Gaslighting: Extinguish the toxic flames
This is a topic that is near and dear to my heart. About 4 years ago, I was in a relationship with a man whom I thought was “the ONE”. On paper, he was perfect! Handsome, charismatic, ambition, God-fearing; everything mama and daddy would want for their little girl. About a year into the relationship, I begin to change. The once loud, confident, ball of energy had disappeared to the point I legit couldn’t recognize who I was anymore. The man who I thought loved me, made me feel like utter shit. Not the light-hearted kind where he says you’ve had enough Oreos or shots, but the kind that made me second guess my entire existence.
The words this man would say to me would cut so deep, that I would’ve rather he beat my ass. Let that sink in. I’ve gotten to the point where I can say the words, I was in an emotional abusive relationship for almost 3 years. And how I even got out of it is still a blur but I remember the last straw being when he basically said I wasn’t good enough to be the mother of his kids. Who says that to someone they “love” and knows they want to be a mother someday. Though we’ve been broken up for about 1.5 yrs now, as I’m writing this, I’m tearing up. Like how can a man who claimed to love me, say some mess like that to me. God SAVED me man.

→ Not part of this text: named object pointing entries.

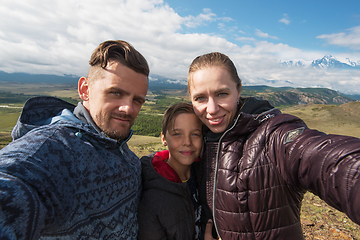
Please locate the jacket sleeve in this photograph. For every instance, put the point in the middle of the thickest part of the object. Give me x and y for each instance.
(327, 165)
(34, 193)
(21, 211)
(150, 227)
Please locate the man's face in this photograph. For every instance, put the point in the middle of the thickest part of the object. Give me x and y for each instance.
(114, 100)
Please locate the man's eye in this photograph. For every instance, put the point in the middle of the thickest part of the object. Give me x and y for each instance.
(199, 99)
(222, 94)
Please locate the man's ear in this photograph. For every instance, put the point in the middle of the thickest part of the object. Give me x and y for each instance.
(83, 88)
(163, 140)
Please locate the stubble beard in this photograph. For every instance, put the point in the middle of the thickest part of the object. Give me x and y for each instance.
(111, 132)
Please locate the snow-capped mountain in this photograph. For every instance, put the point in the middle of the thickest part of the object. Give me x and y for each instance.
(327, 61)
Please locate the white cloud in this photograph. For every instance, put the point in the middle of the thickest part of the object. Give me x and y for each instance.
(57, 37)
(264, 35)
(205, 17)
(285, 19)
(349, 38)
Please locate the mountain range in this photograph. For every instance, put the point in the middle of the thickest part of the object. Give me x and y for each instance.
(328, 61)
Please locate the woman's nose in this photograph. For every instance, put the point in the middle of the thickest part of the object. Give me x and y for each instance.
(212, 106)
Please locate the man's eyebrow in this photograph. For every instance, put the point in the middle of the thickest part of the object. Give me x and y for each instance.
(126, 93)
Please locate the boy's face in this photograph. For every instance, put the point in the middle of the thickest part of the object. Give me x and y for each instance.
(184, 139)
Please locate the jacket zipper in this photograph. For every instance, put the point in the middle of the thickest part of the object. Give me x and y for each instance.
(217, 158)
(216, 169)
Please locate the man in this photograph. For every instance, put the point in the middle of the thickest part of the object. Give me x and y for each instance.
(69, 174)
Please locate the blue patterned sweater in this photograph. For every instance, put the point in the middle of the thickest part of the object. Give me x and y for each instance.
(61, 178)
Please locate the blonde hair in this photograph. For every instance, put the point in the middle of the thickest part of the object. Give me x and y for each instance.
(214, 59)
(119, 51)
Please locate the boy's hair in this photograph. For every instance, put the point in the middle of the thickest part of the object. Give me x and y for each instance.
(119, 51)
(172, 112)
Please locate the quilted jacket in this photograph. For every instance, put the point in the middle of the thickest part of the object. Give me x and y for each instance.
(62, 179)
(259, 169)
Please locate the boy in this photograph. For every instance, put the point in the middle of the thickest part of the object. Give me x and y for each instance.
(168, 206)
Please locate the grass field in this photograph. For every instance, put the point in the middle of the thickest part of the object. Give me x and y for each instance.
(319, 220)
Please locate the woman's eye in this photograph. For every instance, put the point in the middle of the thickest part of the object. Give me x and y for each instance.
(199, 99)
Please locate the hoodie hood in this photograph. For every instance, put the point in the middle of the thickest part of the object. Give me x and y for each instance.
(44, 111)
(171, 182)
(39, 111)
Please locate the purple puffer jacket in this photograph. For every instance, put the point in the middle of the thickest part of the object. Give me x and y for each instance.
(259, 170)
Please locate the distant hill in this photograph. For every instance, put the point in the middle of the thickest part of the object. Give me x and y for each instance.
(287, 96)
(37, 78)
(282, 96)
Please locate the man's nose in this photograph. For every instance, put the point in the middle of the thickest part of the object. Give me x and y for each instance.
(212, 106)
(126, 106)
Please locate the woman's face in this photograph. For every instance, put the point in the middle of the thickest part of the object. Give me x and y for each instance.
(214, 96)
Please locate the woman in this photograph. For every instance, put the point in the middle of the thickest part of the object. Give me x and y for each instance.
(258, 163)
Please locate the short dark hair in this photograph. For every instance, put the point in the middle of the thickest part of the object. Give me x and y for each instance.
(172, 112)
(122, 52)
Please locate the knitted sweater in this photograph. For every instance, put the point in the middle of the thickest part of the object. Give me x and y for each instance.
(63, 179)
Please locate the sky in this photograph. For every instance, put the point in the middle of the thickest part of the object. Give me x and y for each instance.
(58, 37)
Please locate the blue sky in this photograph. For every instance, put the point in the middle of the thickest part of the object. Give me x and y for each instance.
(58, 36)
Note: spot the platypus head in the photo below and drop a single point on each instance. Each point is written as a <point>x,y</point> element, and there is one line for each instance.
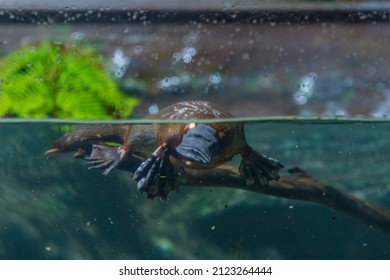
<point>200,144</point>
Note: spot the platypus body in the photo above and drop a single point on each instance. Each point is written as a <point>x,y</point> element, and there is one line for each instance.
<point>157,152</point>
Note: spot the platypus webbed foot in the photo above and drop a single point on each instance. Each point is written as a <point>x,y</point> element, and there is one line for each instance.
<point>156,175</point>
<point>102,156</point>
<point>258,169</point>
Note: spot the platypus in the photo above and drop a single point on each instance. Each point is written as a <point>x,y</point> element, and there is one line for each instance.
<point>157,152</point>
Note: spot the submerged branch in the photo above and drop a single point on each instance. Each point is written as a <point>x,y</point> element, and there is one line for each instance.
<point>299,185</point>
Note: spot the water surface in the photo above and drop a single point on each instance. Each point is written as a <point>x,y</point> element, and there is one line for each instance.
<point>55,208</point>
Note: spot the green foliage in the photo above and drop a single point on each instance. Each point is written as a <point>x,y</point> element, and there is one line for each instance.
<point>61,81</point>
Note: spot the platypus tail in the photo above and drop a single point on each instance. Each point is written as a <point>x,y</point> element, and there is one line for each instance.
<point>257,169</point>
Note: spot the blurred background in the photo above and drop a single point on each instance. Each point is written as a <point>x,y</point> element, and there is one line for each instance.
<point>271,57</point>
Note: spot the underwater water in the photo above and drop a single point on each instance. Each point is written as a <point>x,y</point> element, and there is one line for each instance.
<point>54,207</point>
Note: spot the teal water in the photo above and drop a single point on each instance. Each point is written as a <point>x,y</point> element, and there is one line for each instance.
<point>55,208</point>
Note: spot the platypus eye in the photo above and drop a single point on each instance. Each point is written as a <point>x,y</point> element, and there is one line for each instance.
<point>200,144</point>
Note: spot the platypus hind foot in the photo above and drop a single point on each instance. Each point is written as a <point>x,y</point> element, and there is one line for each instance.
<point>102,156</point>
<point>156,175</point>
<point>258,169</point>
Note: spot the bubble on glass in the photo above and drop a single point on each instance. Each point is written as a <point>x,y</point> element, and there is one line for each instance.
<point>120,59</point>
<point>305,88</point>
<point>153,109</point>
<point>169,82</point>
<point>138,50</point>
<point>77,36</point>
<point>186,55</point>
<point>191,38</point>
<point>120,63</point>
<point>215,79</point>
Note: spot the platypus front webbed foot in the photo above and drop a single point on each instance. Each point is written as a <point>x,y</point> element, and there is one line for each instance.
<point>157,175</point>
<point>106,157</point>
<point>258,169</point>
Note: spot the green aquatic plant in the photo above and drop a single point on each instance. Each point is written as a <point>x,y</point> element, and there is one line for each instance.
<point>61,81</point>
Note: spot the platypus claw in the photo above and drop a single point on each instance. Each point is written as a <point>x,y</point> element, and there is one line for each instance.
<point>102,156</point>
<point>156,175</point>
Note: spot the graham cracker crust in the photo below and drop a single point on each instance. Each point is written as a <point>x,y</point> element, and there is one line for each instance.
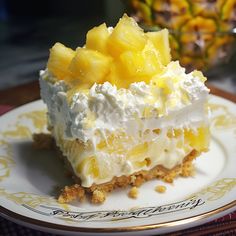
<point>97,193</point>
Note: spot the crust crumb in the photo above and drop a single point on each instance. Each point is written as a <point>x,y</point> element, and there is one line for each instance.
<point>70,193</point>
<point>98,197</point>
<point>160,188</point>
<point>42,141</point>
<point>133,193</point>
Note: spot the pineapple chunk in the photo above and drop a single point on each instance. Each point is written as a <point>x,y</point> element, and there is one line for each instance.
<point>160,40</point>
<point>89,165</point>
<point>90,66</point>
<point>117,76</point>
<point>198,140</point>
<point>97,37</point>
<point>142,65</point>
<point>127,35</point>
<point>59,61</point>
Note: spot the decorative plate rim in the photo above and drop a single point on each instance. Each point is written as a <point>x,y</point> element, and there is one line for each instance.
<point>54,226</point>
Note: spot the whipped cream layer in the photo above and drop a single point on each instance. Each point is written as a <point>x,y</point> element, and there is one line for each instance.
<point>174,100</point>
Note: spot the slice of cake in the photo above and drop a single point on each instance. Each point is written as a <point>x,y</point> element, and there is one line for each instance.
<point>121,112</point>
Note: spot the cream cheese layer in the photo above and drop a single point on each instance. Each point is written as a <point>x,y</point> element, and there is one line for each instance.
<point>174,100</point>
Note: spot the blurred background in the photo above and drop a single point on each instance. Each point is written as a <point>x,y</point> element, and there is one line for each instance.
<point>29,28</point>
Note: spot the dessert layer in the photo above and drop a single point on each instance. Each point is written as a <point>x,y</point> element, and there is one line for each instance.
<point>175,99</point>
<point>98,192</point>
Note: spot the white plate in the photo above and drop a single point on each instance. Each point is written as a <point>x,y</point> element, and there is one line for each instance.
<point>30,180</point>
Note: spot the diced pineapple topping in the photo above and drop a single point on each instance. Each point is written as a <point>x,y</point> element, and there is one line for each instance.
<point>97,38</point>
<point>59,61</point>
<point>121,56</point>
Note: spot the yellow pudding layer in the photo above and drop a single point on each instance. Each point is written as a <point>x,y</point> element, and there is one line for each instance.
<point>121,155</point>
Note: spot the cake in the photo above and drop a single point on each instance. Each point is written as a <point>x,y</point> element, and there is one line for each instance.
<point>121,112</point>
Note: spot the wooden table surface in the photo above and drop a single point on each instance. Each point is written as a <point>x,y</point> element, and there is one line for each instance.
<point>30,92</point>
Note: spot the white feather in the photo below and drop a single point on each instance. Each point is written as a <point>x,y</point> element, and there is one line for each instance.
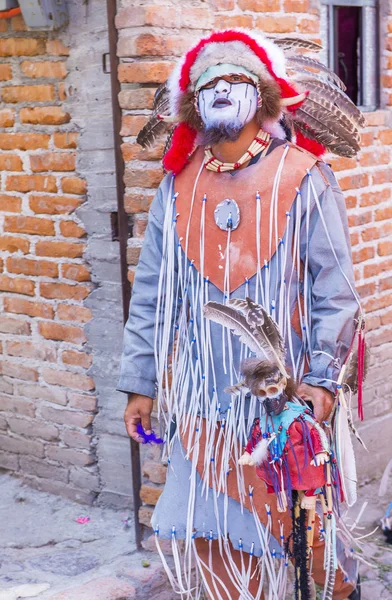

A few months ago, my mother sent me an article on gaslighting. I remember thinking, the hell is gaslighting? Because I am a fan of random articles, I opened the link and my goodness! (I’m sad to report, I couldn’t find the exact article my mom sent me, but I found another) Let me back track a touch. Gaslighting means “to manipulate someone by psychological means into questioning their own sanity”. Take a second to re-read that definition. I was with someone who had me question my own sanity, question who I was, if I was good enough, if I’ll be anything, if it was an issue that I went out with my friends, was I too loud or too silly or the fact I’m obsessed with everything The Walking Dead. I gave this man so much power that I questioned EVERYTHING that made me, me.
Since we’re all friends here and I vow to be completely transparent in my posts, after 1.5 yrs without talking, we did. It was a good and productive convo, but of course all the feelings came rushing back and we even talked about getting back together (please feel free to judge). In the moment, I agreed but knew it would take some time (I’m very forgiving to a fault sometimes). Can you guess what happened the next day? HE CHANGED HIS MIND, manipulating the situation as he’s done in the past. And just like that, like a flood, all the negative feelings and emotions I had while with him came rushing back...am I good enough?, am I the problem?, what’s wrong with me?, etc etc. After a moment of quiet, this overwhelming feeling of empowerment came over me and literally said aloud, “this is ENOUGH Cherish. You have come SO far to get back into the fetal position. You are a bad bitch (I laughed because why not make yourself laugh), f*cking awesome and f*ck anyone who says or make you think otherwise. You will NOT shed another tear for ANYONE over this kind of mess.” Sometimes you really have to slap yourself into reality and give yourself a dose of tough love. Do NOT, I repeat, do NOT allow yourself to get involved with someone who makes you question your sanity and worth. Do NOT allow someone to gaslight you.
Image is from the 1944 film Gaslight where the term "gaslighting" originates from.